Yale, which normally competes as a unit of nine players, was split into three teams of five. The Bulldogs’ first team took sixth, the second team followed close behind in seventh, and the third team finished a respectable 12th in a field of 24 college and club teams.

Ahead of Yale I were No. 1 Trinity, No. 4 Princeton, and No. 2 Harvard, along with two club teams. Despite losing to the two Ivy rivals, coaches and players alike said they were satisfied with the first team’s finish, as well as the effort of the entire team as a whole.

“We were happy with the weekend,” head coach Dave Talbott said. “We got a good balance of competition and we were happy with that.”

Anshul Manchanda ’04 led Yale I to an encouraging early victory against Harvard’s second team, 5-0. The Elis sent out a relatively young lineup for their top team as Ryan Byrnes ’04, Joshua Schwartz ’05 and Gavin Cumberbatch ’05 joined Manchanda and veteran Mathur on Yale I.

The team dropped to the consolation bracket, however, losing to the Harvard Club 3-2, a team composed of four professionals and only one amateur.

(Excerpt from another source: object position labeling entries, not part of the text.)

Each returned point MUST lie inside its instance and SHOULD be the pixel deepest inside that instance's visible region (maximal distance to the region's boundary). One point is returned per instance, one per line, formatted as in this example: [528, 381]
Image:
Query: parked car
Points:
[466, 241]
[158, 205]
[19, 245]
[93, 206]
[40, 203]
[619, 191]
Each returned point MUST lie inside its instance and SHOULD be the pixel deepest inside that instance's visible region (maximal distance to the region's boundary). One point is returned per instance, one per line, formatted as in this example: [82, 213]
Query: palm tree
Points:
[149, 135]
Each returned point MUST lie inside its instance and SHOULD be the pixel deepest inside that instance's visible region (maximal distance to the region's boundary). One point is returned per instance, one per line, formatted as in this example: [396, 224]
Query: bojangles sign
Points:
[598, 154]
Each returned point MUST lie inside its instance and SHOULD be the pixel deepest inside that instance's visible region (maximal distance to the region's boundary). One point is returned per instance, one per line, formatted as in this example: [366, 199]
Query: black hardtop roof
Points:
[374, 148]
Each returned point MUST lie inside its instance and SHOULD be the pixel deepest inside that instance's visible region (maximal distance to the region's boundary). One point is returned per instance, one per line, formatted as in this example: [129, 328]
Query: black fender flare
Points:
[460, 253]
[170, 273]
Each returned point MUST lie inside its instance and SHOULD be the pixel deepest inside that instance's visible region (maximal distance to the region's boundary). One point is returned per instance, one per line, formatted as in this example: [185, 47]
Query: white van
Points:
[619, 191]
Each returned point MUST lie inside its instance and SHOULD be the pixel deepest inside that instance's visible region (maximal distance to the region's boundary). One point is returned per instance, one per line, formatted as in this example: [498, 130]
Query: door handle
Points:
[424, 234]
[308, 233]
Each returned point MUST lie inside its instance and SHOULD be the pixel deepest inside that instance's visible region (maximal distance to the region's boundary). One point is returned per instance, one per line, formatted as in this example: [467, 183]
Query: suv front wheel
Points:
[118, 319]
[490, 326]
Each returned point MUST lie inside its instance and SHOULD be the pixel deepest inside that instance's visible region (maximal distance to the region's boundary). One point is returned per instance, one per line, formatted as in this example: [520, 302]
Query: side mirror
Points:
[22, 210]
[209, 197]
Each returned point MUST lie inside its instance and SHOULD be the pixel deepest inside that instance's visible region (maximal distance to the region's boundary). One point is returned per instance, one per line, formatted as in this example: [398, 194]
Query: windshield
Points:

The Bulldogs proceeded to defeat No. 5 Williams’ first team before being swept by Harvard’s first team, 5-0, after Manchanda pulled out with a blister.

“We finished kind of where we were expected to, but we didn’t give Harvard too much competition,” Byrnes said of the final match.

Byrnes said he was disappointed with the first team’s performance and suggested that Yale might have more work ahead of it in order to achieve its goal of finishing second in the nation.

But others pointed to fatigue as well as the loss of Manchanda as explaining the team’s sub-par match against Harvard.

“We burned out [at the end of the tournament],” said Mathur. “We will give them a good fight [in the regular season].”

Yale players said that they had wanted to use the tournament, hosted by Trinity in Hartford, to make a statement to other college teams. Despite Yale’s increased strength, questions remained as to whether Yale’s top players could compete with those of other teams.

“We wanted to show [other college teams] that we have gotten better, and that we are also pretty strong near the top,” said Mathur. “We showed them that we are not going to just rely on our bottom four [this season].”

Mathur’s assessment notwithstanding, the performances of Yale’s second and third teams are evidence that relying on the bottom four might not be such a bad thing. Talbott praised Yale II, citing its 3-2 victory of Princeton’s second team.

“Our teams were pretty well balanced,” he said.

Talbott said his players will try to improve their conditioning individually over Christmas break before returning to campus Jan. 3. The Bulldogs will travel to San Francisco to take on No. 22 Stanford and No. 23 Berkeley Jan. 10.